“ロータリーの明るい未来”に期待! 「MX-30 ロータリーEV」のためにエンジン製造ラインを刷新したマツダのこだわりと熱意とは?
ロータリーエンジンの灯を絶やさないために
マツダが刷新したロータリーエンジンの組み立てラインには、これまでのものに対して高度な生産マシンが投入されており、ローターの工作精度などがアップしたといいます。

ちなみに、MX-30 ロータリーEVのためだけにロータリーエンジンの製造ラインを刷新するとは信じがたいため、今後、搭載モデルが増えるなど、近い将来、ロータリーエンジンに関する新たなニュースがマツダから発信されるかもしれません。
ところで、世のロータリーエンジン・ファンは、ロータリーエンジンを搭載するスポーツカーの登場を待ち望んでいたことでしょう。
そこで、ロータリーエンジン・ファンに声を大にしていいたいのは、近い将来、ロータリーエンジン搭載のスポーツカーを誕生させるためにも、MX-30 ロータリーEVのヒットをサポートして欲しいということ。その理由はふたつあります。
ひとつ目は、ロータリーエンジンの灯を絶やさないため。今回、マツダはロータリーエンジンの生産ラインを拡大しました(これまでも補修部品として年間数百基の13B型ロータリーエンジンをつくり続けていたものの、生産ラインは小規模だった)。
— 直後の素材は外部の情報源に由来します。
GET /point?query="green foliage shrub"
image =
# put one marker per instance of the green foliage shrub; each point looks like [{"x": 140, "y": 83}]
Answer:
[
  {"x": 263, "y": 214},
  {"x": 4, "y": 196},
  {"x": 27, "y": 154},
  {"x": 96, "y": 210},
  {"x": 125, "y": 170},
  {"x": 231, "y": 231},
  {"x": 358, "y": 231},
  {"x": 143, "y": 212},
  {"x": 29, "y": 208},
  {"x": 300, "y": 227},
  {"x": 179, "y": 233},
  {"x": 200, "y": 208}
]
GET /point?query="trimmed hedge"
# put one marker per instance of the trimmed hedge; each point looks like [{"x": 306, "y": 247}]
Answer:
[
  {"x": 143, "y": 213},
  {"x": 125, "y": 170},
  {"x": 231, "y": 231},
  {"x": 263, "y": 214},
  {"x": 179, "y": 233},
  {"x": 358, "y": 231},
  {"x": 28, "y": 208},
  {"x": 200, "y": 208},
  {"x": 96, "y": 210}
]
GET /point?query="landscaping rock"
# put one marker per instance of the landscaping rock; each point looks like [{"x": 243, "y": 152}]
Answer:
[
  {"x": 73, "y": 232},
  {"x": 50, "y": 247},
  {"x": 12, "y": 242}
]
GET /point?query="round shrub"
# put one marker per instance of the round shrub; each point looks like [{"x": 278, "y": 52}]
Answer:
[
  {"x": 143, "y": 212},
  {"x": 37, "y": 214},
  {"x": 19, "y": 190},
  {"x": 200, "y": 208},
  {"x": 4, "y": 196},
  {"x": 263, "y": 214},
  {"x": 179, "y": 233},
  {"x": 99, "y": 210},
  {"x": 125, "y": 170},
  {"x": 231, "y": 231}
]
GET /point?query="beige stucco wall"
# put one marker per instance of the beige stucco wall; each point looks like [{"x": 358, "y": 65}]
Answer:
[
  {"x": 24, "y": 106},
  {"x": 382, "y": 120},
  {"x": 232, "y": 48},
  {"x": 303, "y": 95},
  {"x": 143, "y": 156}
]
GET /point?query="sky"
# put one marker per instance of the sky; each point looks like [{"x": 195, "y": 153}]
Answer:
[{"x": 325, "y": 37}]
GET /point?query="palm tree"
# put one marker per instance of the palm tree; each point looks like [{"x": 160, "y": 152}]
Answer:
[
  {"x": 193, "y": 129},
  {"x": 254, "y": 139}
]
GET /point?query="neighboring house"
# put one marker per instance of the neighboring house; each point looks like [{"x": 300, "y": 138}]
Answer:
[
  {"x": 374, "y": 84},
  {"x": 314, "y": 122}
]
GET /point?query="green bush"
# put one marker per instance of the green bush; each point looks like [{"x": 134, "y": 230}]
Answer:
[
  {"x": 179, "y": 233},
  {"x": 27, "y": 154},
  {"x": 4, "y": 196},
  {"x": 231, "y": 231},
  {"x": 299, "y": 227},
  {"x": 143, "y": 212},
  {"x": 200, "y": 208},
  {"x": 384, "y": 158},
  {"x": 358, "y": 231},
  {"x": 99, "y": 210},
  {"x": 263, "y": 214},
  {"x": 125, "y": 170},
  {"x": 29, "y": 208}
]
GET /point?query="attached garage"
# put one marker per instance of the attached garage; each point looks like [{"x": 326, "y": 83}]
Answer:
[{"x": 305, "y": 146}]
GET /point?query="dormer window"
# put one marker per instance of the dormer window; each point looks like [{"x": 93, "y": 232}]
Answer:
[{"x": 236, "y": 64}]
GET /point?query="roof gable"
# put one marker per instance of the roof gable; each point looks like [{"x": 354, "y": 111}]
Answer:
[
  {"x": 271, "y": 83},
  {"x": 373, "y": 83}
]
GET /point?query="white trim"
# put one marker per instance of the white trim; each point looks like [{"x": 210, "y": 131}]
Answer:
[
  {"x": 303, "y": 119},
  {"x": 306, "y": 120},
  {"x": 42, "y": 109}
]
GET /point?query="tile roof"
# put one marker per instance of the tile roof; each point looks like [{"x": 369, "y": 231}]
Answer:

生産の担当者によると、「キャパシティにはまだ余裕がある」とのこと。
裏を返せば、近い将来、ロータリーエンジン搭載車が増えても、生産現場は対応できるということにほかなりません。もし、ロータリーエンジンを搭載したスポーツカーが欲しいなら、こうしたマツダの覚悟や意気込みを無下にしてはいけません。
ロータリーエンジンを搭載する新車が誕生したのですから、「ロータリーエンジンはやっぱり難しかった」という判断をマツダが下さぬよう、実際に購入するなど積極的にセールス拡大をサポートする必要があるでしょう。
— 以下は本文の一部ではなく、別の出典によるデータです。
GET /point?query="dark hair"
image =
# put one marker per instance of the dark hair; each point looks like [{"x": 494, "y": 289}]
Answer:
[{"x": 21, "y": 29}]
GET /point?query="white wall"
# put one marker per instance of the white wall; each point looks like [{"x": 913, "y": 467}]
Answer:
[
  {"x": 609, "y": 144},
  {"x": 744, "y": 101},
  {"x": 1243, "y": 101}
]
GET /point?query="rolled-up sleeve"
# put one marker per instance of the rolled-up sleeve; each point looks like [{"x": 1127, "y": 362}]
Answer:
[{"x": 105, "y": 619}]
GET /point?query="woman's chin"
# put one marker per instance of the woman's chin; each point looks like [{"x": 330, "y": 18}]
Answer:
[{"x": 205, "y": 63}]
もうひとつは、二酸化炭素排出量の問題です。今、自動車とそれを製造するメーカーは、ヨーロッパ市場を中心に、地球温暖化対策として二酸化炭素排出量に対して厳しい締めつけを受けています。
メーカーは排出量の平均値が基準を超えると厳しい罰金を科せられるのですが、この二酸化炭素排出量は燃費と密接な関係にあります。すなわち自動車メーカーは、スポーツカーなど燃費の悪いクルマを出したくても出せない状態というのが実情なのです。
何を隠そう、マツダも二酸化炭素の平均排出量が非常に厳しい状態にあるメーカーのひとつ(現時点で余裕があるのはEVメーカーとトヨタくらいです)。そのため、ロータリーエンジンを搭載したスポーツカーを新たに登場させるのは、かなり難しい状況と見られています。
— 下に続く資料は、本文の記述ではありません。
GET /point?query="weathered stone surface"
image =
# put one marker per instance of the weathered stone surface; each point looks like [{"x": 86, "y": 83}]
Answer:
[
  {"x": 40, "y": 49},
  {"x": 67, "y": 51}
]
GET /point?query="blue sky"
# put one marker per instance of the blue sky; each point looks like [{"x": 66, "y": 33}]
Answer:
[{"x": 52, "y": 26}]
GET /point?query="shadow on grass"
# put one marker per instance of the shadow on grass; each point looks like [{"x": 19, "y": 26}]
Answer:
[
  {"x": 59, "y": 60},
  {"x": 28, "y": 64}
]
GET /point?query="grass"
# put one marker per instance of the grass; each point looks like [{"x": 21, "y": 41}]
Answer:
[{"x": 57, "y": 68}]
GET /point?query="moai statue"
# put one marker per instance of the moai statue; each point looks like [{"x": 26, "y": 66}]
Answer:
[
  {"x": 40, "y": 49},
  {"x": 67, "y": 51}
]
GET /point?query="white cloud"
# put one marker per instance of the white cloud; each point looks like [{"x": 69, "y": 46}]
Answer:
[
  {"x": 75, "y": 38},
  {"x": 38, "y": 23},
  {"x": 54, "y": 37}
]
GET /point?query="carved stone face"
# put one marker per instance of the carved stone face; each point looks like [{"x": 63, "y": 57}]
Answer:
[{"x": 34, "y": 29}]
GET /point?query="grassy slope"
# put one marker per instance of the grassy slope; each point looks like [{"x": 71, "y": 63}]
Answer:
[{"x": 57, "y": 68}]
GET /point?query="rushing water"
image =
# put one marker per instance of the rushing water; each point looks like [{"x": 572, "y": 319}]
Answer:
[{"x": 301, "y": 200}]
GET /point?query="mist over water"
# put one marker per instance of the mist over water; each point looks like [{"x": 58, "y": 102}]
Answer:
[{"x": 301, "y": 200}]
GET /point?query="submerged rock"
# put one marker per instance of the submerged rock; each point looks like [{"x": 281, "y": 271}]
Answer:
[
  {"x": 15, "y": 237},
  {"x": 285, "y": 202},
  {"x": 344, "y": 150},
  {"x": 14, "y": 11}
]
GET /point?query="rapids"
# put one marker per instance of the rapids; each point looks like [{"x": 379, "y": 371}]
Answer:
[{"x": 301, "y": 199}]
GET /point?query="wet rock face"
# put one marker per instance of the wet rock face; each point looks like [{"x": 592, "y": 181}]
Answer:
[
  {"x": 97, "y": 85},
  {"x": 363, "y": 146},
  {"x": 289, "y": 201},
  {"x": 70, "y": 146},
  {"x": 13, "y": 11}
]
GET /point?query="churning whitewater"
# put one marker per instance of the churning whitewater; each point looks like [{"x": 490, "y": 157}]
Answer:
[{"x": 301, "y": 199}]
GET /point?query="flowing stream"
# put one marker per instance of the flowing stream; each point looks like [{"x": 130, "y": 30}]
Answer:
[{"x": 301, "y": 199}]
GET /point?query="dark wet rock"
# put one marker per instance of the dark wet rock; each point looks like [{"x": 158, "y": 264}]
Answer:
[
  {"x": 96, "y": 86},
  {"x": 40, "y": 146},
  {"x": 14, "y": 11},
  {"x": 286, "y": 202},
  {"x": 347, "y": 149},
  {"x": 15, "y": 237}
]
その点、MX-30 ロータリーEVは、そうした二酸化炭素排出量のメーカー平均値を下げるという大きな役割を担ったモデルでもあります。もしも、ロータリーエンジンファンがMX-30 ロータリーEVを購入してマツダの平均排出量を下げれば、スポーツカーを出せる舞台が整うというわけです。